Here, we describe results from the first CAP SARS-CoV-2 serology proficiency testing survey, which included results from 1110 individual participating laboratories. Overall, we found excellent qualitative result agreement (>90% consensus for all 3 samples) across all participating laboratories for assays that detect IgG and total antibodies against SARS-CoV-2. Consensus for IgM and IgA was very high for 1 sample, which nearly all participants reported as negative. However, for the 2 samples with consensus positive results using total antibody and IgG assays, IgM and IgA were variably detected.

Although the proficiency testing survey also included reporting fields for quantitative and titer results, these were reported by a smaller number of participants and values were not standardized across platforms. These factors limited our ability to analyze the results.
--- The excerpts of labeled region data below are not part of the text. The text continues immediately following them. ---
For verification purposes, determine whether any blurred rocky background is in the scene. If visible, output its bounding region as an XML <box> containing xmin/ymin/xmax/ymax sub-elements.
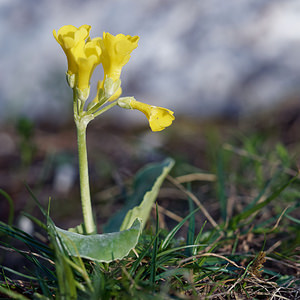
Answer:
<box><xmin>0</xmin><ymin>0</ymin><xmax>300</xmax><ymax>125</ymax></box>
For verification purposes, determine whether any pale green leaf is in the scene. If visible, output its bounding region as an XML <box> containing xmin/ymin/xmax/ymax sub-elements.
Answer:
<box><xmin>55</xmin><ymin>219</ymin><xmax>141</xmax><ymax>263</ymax></box>
<box><xmin>120</xmin><ymin>159</ymin><xmax>174</xmax><ymax>230</ymax></box>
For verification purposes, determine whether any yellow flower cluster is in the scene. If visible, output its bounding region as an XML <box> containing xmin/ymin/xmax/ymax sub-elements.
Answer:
<box><xmin>53</xmin><ymin>25</ymin><xmax>174</xmax><ymax>131</ymax></box>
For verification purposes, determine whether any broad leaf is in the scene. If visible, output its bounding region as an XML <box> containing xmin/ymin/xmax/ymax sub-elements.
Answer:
<box><xmin>55</xmin><ymin>219</ymin><xmax>141</xmax><ymax>263</ymax></box>
<box><xmin>120</xmin><ymin>159</ymin><xmax>174</xmax><ymax>230</ymax></box>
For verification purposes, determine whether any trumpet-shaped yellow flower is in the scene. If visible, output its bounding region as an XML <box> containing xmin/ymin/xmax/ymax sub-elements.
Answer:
<box><xmin>53</xmin><ymin>25</ymin><xmax>91</xmax><ymax>75</ymax></box>
<box><xmin>101</xmin><ymin>32</ymin><xmax>139</xmax><ymax>81</ymax></box>
<box><xmin>118</xmin><ymin>97</ymin><xmax>175</xmax><ymax>131</ymax></box>
<box><xmin>70</xmin><ymin>38</ymin><xmax>102</xmax><ymax>91</ymax></box>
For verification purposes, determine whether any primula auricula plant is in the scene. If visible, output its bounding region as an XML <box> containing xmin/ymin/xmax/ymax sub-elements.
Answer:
<box><xmin>53</xmin><ymin>25</ymin><xmax>174</xmax><ymax>260</ymax></box>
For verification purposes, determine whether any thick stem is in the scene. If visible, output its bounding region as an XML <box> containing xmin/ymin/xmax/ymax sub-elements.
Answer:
<box><xmin>76</xmin><ymin>119</ymin><xmax>96</xmax><ymax>234</ymax></box>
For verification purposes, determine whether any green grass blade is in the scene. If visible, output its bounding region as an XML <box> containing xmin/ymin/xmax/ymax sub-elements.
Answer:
<box><xmin>230</xmin><ymin>175</ymin><xmax>298</xmax><ymax>228</ymax></box>
<box><xmin>0</xmin><ymin>189</ymin><xmax>15</xmax><ymax>225</ymax></box>
<box><xmin>0</xmin><ymin>285</ymin><xmax>29</xmax><ymax>300</ymax></box>
<box><xmin>160</xmin><ymin>208</ymin><xmax>199</xmax><ymax>250</ymax></box>
<box><xmin>150</xmin><ymin>203</ymin><xmax>159</xmax><ymax>284</ymax></box>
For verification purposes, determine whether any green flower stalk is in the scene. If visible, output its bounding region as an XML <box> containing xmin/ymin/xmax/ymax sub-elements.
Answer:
<box><xmin>53</xmin><ymin>25</ymin><xmax>174</xmax><ymax>234</ymax></box>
At the time this study was performed, most EUA-authorized tests were qualitative rather than quantitative. Thus, although many assays produce a numeric value, the clinical utility of these values remains largely uncertain. Further study may reveal antibody threshold levels that correlate with protection via passive immunity (therapeutic plasma transfusion) or active immunity, thus providing rationale for utility of quantitative antibody assessment. Development of reference materials could support efforts to standardize and harmonize quantitative antibody measures.

A primary strength of our study is the large number of results gathered; these results represent clinical assay outputs from more than 1000 clinical laboratories around the world. Further, this large sample size represents diverse testing and detection methodologies, manufacturers, and target antigen epitopes. However, a notable limitation is that this proficiency testing survey included only 3 samples, and we cannot necessarily gauge assay performance with this small number. In addition, the samples chosen for proficiency testing were pretested by using assays from multiple manufacturers and exhibited good qualitative result agreement. This pretesting effort likely contributed to the generally high result consensus. Future surveys will continue to monitor performance of clinically used assays with proficiency testing samples.
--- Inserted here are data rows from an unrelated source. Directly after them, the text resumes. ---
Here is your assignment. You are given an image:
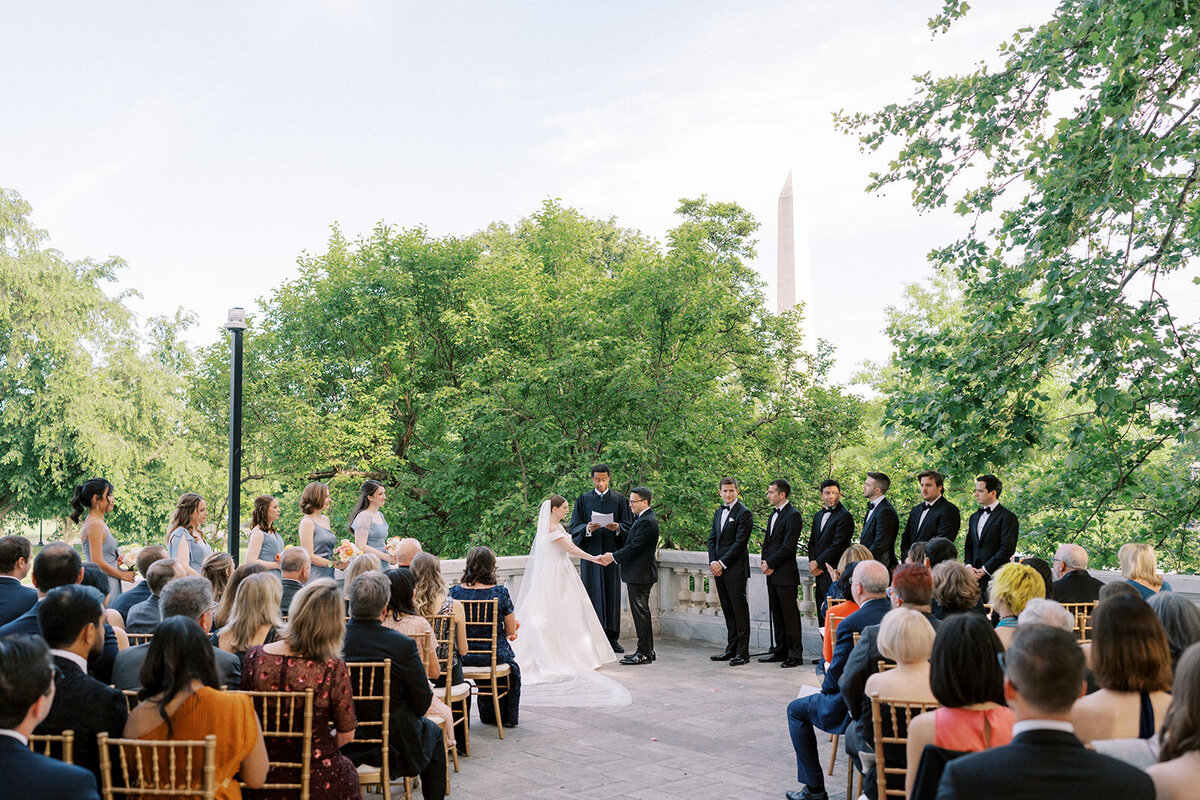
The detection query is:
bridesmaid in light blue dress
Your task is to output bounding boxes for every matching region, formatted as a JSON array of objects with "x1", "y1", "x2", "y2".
[
  {"x1": 349, "y1": 481, "x2": 396, "y2": 564},
  {"x1": 71, "y1": 477, "x2": 134, "y2": 604}
]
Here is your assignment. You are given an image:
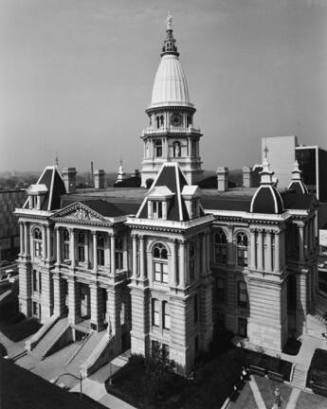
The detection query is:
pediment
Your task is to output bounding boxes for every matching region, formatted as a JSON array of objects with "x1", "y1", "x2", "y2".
[{"x1": 53, "y1": 202, "x2": 106, "y2": 223}]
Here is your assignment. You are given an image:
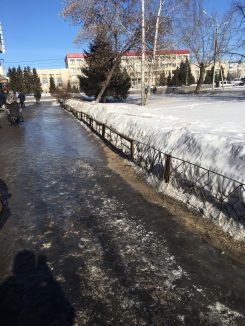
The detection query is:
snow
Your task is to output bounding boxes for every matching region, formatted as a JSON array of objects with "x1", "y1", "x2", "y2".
[{"x1": 64, "y1": 87, "x2": 245, "y2": 239}]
The results from our supplemental questionnaire shed light on the current indications and volumes for clinical SARS-CoV-2 serology testing. We also characterized the state of testing in participating laboratories in June/July 2020, finding that most laboratories were performing 1000 or fewer serologic tests per month, using 1 or 2 manufacturers' assays. Some of our respondents indicated use of serology testing for diagnosis of acute infection. We refer to guidelines from the Infectious Diseases Society of America and other authorities for emerging evidence regarding use of serology as an adjunct to nucleic acid amplification tests for diagnosis of acute disease.²  These guidance documents also contain information about the necessary testing interval post symptom onset to maximize clinical utility of anti–SARS-CoV-2 antibody assays.
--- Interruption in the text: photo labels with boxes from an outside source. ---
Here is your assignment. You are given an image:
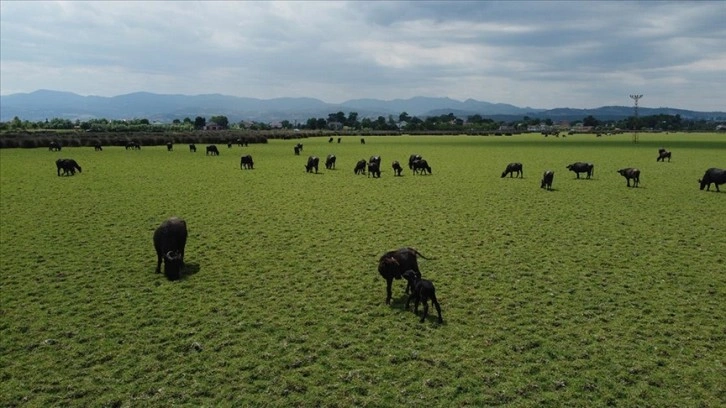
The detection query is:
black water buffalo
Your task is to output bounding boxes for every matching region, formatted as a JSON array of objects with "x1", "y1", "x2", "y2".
[
  {"x1": 378, "y1": 247, "x2": 433, "y2": 305},
  {"x1": 368, "y1": 161, "x2": 381, "y2": 178},
  {"x1": 618, "y1": 167, "x2": 640, "y2": 187},
  {"x1": 539, "y1": 170, "x2": 555, "y2": 190},
  {"x1": 502, "y1": 163, "x2": 524, "y2": 178},
  {"x1": 391, "y1": 161, "x2": 403, "y2": 176},
  {"x1": 401, "y1": 269, "x2": 444, "y2": 323},
  {"x1": 325, "y1": 154, "x2": 336, "y2": 170},
  {"x1": 205, "y1": 145, "x2": 219, "y2": 156},
  {"x1": 566, "y1": 162, "x2": 595, "y2": 178},
  {"x1": 413, "y1": 159, "x2": 431, "y2": 174},
  {"x1": 154, "y1": 217, "x2": 187, "y2": 280},
  {"x1": 239, "y1": 154, "x2": 255, "y2": 170},
  {"x1": 55, "y1": 159, "x2": 82, "y2": 176},
  {"x1": 353, "y1": 159, "x2": 366, "y2": 175},
  {"x1": 655, "y1": 147, "x2": 671, "y2": 162},
  {"x1": 698, "y1": 167, "x2": 726, "y2": 192},
  {"x1": 305, "y1": 156, "x2": 320, "y2": 173},
  {"x1": 408, "y1": 154, "x2": 423, "y2": 170}
]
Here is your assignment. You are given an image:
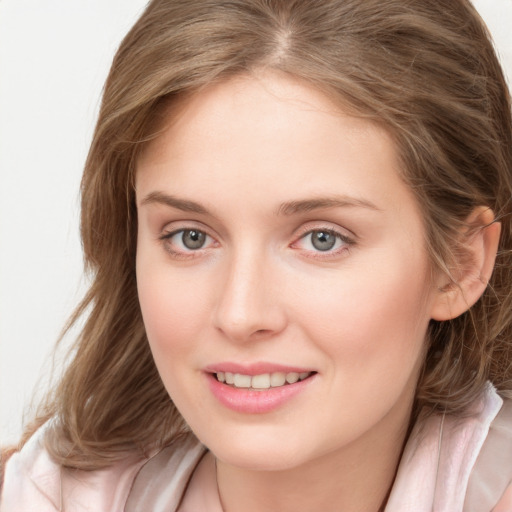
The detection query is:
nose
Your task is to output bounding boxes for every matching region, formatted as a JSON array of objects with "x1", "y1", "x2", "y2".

Most respondents stated that the primary indications for serology testing at their sites were detection of past SARS-CoV-2 infection and/or to check immune status. Importantly, it remains unclear whether antibody test results correlate with protective immunity and how long potential immune-mediated protection lasts. The observation that severe and fatal COVID-19 can occur in the setting of high antibody measurements^11–13  suggests that an antibody response alone may not be sufficient to prevent severe disease and/or death, at least in the acute setting. Further studies to define whether antibody detection predicts protection from reinfection after exposure, or primary infection in the setting of vaccine administration, will help to answer these questions. We predict that clinical testing patterns may be dynamic as these data emerge. Furthermore, as vaccine studies enroll increasing numbers of participants, the role of serologic testing may further shift. Our understanding of the clinical utility and relevance of testing for SARS-CoV-2 antibodies is likely to continue to develop in the coming months and years.